Egypt's incredible independence revolution
The story of Egypt’s revolution and limited independence is an interesting one, especially for an African country. Egypt achieved limited independence in 1922, 35 years before Ghana achieved full independence. This was achieved almost entirely non-violently, following three years of organised and strategic boycotts, petitions, pamphleteering, demonstrations and a sustained general strike by students, professionals and workers.
During World War I the British conscripted hundreds of thousands of Egyptian peasants, forcing many to work for the Egyptian Expeditionary Force. Forced conscription, martial law and inflation fuelled the desire for independence among Egyptian students, political parties and parts of the working class.
Opposition leaders such as Saad Zaghlul, Abd al Fahmi and Ali Sharawi put together a delegation to the 1918 Paris Peace Conference to advocate for Egyptian independence. When they were refused on claims that they were not legitimate representatives on Egypt, Zaghul’s followers gathered money and signatures confirming his legitimacy. Britain confiscated or otherwise ignored these petitions, forcing Zaghlul to respond by sending memoranda instead.

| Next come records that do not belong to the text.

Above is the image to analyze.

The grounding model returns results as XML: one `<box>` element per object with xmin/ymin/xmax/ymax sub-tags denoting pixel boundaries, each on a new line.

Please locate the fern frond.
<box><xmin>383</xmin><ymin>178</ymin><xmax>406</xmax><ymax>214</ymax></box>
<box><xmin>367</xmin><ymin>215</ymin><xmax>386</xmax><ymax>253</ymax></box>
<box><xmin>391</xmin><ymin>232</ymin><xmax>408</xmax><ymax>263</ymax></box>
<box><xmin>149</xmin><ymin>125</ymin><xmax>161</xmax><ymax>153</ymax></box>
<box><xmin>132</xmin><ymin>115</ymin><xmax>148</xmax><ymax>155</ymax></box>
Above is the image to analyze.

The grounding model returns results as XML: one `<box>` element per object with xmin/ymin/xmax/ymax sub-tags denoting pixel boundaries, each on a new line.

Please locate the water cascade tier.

Zaghlul and other opposition leaders were arrested and exiled in March 1919 for their continued efforts to achieve independence. This triggered an unprecedented uprising. Isolated student uprisings turned into isolated workers strikes, which themselves turned into a national general strike that brought the country to a standstill. Small-scale riots in major cities were violently suppressed, killing hundreds of protestors.
The largest demonstration of the uprising happened on March 15 1919, when 10 000 students, workers and professionals marched to Adbin Palace in Cairo. The following day, hundreds of traditionally veiled women led by the wives of the exiled leaders gathered to protest. These women played an integral role in the resistance by organising strikes and boycotts of British goods and petitioning foreign embassies.
These protests forced Britain to invite Zaghlul to London for private talks in 1920. These talks led to the abolition of the protectorate as a condition for the negotiating of a new treaty. Zaghlul returned to a hero’s welcome in Egypt. His popularity threatened Britain’s plans to install a puppet group in Egypt, and in December Zaghlul was again exiled.
The British declared limited independence for Egypt in February 28th, 1922. The decleration did not involve any opposition leaders, allowing Britain to determine key details regarding what independence would mean. This included retaining control of Sudan and the ability to intervene in Egyptian affairs. Political tension continued for years, and it was not until the 1952 revolution in which reformist military officers overthrew the monarchy that Egypt finally wrested itself from British influence.